Hey Henry, thanks for your auto generated comment 😅 ???

It is just funny how i started to notice AI built sentences. But I am still genuinely happy for my first comment on this post.

And yes if the company pays ou AI bill, they want you to learn ... with your salary in comparison .. they do not really should care about the 5 Euro .. but about the experience you make and the learnings you can distill and share back with your colleagues.

Apex Stack • Apr 5

This really resonates. I run about 10 scheduled agents that each spin up their own sessions, and MCP tool bloat was one of the first things I had to audit. The "disabledTools is a runtime filter, not a context optimization" insight is critical and not documented anywhere obvious.

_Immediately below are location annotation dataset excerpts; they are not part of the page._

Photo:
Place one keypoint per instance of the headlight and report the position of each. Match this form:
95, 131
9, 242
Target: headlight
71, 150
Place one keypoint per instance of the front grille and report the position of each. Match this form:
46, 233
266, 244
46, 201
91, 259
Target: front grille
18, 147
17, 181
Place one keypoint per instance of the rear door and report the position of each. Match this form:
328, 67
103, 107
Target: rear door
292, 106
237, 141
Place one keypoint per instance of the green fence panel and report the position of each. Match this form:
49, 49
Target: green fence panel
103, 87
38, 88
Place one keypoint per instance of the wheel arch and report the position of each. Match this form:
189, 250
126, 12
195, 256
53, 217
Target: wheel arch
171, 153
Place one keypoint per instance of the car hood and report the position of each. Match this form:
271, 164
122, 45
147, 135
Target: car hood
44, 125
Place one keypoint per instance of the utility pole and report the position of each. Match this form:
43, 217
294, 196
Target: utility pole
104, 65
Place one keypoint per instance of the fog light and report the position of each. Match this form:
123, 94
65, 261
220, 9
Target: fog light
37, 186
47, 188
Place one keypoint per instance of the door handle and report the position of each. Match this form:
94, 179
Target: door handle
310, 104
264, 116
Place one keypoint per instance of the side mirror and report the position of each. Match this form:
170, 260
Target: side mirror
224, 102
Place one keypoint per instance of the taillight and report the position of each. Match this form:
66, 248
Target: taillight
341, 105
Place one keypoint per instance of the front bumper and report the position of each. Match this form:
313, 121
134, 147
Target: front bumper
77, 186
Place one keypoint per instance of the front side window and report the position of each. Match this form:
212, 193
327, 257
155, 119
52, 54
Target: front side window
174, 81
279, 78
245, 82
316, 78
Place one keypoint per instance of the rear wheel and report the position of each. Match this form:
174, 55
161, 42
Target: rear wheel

The supply chain angle you raise at the end is underappreciated too. When your Jira integration is a Docker image you never audited vs. 700 lines of bash you wrote yourself, the security posture is completely different. I've been thinking a lot about MCP server auditing lately — tool description injection, permission scope creep, config drift — and the simplest mitigation is often exactly what you did: just don't use the abstraction.

One thing I'd add: the "all or nothing" tool registration problem compounds when you have multiple MCP servers. Each one loads its full schema, and the cumulative token tax across 3-4 servers can easily eat 30-40K tokens before your first prompt. That's a meaningful chunk of your working context gone.

ChrisRemo • Apr 5

Great analysis. The 22k token tax is real, I measured similar numbers. That's why I built Code Mode into my proxy: instead of loading all tool schemas upfront, the LLM discovers tools on-demand via search_tools and batches multiple calls in one WASM-sandboxed execution. 33 tools in the registry but only ~200 tokens in the context until you actually need one. Your curl scripts are the right move for 6 tools. When you're back at 30+ across multiple servers, the discovery pattern scales better than disabling individual tools.